- DVD cover
- Directed by: Ameerjan
- Written by: Vairamuthu (dialogues)
- Screenplay by: Ameerjan
- Story by: Ameerjan
- Produced by: P. S. V. Hariharan
- Starring: Sanjay Kumar; Naveena;
- Cinematography: S. Ravibabu
- Edited by: S. S. Nazir
- Music by: Sampath–Selvam
- Production company: P. S. V. Pictures
- Release date: 28 November 1986;
- Country: India
- Language: Tamil

= Odangal =

Odangal is a 1986 Indian Tamil-language teen romance film directed and co-written by Ameerjan. The film stars Sanjay Kumar and newcomer Naveena, with Senthamarai, Vennira Aadai Moorthy, Manorama and Radha Ravi in pivotal roles. It was released on 28 November 1986.

== Production ==
The film saw director Ameerjan, dialogue writer Vairamuthu and production company P. S. V. Pictures reuniting after Natpu, released earlier the same year. The filming was held at Gobichettipalayam and Ooty while the songs "Sandhana Poove" and "Poove Enna Porattam" were shot at Kotagiri.

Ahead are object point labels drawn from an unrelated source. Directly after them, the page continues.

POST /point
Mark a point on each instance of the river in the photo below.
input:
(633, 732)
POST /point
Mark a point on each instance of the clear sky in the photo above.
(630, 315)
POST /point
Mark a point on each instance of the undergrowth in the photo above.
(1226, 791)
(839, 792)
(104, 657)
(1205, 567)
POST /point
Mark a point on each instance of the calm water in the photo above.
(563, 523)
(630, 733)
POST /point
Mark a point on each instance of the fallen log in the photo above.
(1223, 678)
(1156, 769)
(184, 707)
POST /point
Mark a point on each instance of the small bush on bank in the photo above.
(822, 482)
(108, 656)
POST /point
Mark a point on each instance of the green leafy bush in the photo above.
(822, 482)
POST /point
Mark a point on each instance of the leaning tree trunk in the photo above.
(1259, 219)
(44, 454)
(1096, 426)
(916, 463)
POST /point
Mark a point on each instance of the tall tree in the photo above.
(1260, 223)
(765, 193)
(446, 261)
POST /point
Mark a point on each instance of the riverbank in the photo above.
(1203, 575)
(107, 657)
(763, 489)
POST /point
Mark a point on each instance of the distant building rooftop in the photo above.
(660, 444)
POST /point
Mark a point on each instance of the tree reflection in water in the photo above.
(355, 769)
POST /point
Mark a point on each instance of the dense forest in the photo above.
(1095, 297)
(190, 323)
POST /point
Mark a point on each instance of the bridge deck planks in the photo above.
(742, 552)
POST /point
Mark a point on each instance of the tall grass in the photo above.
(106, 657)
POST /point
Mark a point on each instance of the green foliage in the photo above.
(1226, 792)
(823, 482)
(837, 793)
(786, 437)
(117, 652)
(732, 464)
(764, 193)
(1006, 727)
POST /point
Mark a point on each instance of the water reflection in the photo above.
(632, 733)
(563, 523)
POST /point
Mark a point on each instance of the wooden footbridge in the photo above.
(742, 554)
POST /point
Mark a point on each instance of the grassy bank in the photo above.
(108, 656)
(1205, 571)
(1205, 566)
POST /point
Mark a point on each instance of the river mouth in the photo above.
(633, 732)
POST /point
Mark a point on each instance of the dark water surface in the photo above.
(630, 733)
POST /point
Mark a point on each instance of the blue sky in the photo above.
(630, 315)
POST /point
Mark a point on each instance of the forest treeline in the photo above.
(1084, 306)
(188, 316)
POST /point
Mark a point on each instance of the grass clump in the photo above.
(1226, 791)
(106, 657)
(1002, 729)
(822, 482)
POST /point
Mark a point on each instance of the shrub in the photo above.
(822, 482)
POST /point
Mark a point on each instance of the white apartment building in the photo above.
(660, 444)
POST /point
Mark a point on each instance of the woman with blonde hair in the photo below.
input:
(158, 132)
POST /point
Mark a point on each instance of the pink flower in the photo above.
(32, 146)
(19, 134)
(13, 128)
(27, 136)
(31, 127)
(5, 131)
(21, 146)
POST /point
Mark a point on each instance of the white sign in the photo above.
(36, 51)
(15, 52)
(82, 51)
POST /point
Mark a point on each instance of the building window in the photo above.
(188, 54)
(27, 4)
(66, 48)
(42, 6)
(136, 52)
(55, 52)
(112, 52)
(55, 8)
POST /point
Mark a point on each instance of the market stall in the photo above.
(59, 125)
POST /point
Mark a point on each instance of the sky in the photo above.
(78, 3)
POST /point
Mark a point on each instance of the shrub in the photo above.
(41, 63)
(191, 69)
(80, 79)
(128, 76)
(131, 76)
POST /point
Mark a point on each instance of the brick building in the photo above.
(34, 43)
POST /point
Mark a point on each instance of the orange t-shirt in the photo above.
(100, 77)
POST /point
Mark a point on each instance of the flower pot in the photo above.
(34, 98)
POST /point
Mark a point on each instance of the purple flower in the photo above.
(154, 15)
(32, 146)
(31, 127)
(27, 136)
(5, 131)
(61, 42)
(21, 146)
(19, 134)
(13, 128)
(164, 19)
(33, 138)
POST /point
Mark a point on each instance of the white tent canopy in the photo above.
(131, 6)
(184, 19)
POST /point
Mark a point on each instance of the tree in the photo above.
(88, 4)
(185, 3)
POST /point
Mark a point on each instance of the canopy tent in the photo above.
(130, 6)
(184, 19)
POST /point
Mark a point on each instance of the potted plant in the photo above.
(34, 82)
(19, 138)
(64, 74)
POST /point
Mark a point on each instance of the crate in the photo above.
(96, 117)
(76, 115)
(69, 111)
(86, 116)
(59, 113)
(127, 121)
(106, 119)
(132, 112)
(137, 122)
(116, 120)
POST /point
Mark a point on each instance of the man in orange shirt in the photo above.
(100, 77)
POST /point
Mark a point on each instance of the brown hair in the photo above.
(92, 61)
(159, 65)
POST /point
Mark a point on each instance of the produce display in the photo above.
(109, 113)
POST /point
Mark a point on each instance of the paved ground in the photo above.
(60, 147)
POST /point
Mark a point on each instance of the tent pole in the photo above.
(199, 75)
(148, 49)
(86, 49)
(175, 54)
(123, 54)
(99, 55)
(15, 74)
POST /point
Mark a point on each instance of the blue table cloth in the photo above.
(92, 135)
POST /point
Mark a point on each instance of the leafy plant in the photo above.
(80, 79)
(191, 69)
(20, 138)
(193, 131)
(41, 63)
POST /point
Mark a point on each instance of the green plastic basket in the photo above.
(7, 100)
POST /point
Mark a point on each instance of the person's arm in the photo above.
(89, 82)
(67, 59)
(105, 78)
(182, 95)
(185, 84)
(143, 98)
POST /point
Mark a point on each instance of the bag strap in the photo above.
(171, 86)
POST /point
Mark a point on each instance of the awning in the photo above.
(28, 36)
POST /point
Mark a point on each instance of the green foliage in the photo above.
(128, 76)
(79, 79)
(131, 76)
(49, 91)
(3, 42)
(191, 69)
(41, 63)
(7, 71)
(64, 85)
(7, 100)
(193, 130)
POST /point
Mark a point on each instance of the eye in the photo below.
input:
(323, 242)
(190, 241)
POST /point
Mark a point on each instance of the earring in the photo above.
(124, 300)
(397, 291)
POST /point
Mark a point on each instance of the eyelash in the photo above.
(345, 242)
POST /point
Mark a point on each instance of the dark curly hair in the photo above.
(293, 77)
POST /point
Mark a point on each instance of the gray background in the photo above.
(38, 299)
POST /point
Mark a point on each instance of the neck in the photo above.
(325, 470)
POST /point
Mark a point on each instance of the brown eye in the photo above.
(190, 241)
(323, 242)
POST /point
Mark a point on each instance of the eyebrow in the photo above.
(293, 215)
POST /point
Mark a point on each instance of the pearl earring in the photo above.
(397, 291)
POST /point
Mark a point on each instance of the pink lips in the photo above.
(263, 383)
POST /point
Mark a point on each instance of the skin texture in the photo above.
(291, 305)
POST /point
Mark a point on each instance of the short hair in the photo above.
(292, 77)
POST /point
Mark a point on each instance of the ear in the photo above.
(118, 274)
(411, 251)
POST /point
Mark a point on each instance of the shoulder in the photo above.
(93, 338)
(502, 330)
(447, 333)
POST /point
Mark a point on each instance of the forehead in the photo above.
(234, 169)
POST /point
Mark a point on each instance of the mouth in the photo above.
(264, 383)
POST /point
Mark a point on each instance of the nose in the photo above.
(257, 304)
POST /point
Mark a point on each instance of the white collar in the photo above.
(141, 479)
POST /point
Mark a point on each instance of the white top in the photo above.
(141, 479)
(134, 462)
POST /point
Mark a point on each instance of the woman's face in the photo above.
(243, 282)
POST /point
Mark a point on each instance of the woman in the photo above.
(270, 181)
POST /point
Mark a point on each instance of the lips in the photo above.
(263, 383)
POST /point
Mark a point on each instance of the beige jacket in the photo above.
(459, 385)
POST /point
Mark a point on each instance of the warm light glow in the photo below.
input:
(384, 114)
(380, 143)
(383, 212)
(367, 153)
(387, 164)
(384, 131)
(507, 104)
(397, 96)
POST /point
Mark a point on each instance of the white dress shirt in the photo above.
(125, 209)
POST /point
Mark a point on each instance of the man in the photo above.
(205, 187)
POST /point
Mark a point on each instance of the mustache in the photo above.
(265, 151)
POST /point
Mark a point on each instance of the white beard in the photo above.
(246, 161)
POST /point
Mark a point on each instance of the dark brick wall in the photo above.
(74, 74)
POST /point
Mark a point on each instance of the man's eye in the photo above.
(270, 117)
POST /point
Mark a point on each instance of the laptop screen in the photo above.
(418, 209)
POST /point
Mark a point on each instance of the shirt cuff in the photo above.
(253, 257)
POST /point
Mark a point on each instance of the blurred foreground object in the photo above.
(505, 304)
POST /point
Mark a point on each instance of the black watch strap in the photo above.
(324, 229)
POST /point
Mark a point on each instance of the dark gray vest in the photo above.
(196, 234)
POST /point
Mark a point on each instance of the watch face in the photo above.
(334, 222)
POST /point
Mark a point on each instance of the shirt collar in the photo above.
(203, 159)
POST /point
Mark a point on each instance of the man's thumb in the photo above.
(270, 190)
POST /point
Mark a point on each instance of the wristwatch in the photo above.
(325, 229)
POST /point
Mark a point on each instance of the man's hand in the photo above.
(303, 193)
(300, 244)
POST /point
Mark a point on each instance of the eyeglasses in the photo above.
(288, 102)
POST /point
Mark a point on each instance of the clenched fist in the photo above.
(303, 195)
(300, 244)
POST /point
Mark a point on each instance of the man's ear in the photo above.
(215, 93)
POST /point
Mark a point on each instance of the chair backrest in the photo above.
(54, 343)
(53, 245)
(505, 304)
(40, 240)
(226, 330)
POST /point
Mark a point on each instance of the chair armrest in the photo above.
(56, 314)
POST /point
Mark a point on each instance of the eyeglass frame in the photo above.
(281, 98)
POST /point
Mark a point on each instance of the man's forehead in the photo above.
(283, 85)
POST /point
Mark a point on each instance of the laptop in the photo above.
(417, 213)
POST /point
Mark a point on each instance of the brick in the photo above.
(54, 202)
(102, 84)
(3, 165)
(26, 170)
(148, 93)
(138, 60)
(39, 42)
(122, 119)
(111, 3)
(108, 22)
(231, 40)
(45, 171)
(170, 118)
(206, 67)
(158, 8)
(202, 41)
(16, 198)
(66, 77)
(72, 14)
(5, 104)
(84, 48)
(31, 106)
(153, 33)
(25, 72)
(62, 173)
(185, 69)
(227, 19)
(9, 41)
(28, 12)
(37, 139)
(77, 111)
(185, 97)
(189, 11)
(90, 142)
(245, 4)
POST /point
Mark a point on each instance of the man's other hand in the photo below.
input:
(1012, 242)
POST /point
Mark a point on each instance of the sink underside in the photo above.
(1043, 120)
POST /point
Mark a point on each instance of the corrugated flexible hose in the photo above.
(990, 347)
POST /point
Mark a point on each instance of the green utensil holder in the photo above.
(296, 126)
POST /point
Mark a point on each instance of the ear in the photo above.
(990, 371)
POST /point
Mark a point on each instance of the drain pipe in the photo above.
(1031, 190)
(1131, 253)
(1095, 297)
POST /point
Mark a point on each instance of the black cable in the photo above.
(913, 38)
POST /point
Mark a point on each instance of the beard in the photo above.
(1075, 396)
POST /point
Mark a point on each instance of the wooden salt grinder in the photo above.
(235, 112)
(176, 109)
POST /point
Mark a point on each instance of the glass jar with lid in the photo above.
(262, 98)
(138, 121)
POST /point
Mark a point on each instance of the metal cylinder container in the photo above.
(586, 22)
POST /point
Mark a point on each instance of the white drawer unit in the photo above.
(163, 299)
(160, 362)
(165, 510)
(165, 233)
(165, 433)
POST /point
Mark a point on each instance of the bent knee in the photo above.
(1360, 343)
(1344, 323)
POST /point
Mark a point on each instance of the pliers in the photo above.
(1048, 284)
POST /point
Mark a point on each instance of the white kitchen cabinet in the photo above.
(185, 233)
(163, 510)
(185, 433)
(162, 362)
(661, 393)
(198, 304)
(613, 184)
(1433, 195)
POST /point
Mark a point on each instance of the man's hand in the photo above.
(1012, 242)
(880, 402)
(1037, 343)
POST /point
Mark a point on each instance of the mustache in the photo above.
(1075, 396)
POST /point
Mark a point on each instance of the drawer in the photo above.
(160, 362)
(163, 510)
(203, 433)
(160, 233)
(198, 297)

The song "Kezhavikku" was shot at Mettupalayam.

== Soundtrack ==
The soundtrack was composed by the duo Sampath–Selvam, sons of actor Kuladeivam Rajagopal, in their debut, with lyrics by Vairamuthu.

Track listing
| No. | Title | Singer(s) | Length |
|---|---|---|---|
| 1. | "Iyaar Ettu Nella Pola" | Malaysia Vasudevan | 4:35 |
| 2. | "Yen Azhuthai Magale" | K. S. Chithra | 4:31 |
| 3. | "Kadal Ponmaane" | K. J. Yesudas | 4:32 |
| 4. | "Poove Enna Poraattam" | K. J. Yesudas, K. S. Chithra | 4:23 |
| 5. | "Kizhavikku Muthaliravu" | Kovai Kamala and chorus | 5:17 |
| 6. | "Sandana Poova Sammatham Ketka" | S. P. Balasubrahmanyam | 4:38 |
| Total length: |  |  | 27:56 |

== Release and reception ==
Odangal was released on 28 November 1986. On the same day, The Indian Express criticised the film for its excessive violence and said Naveena "has the face and the physique that can make a good acting career. She has some talent too", but felt Sanjay was unimpressive, and appreciated Sampath–Selvam's music. Jayamanmadhan of Kalki panned the acting of the lead pair and Vairamuthu's dialogues but praised the acting of Senthamarai and Manorama, and the music.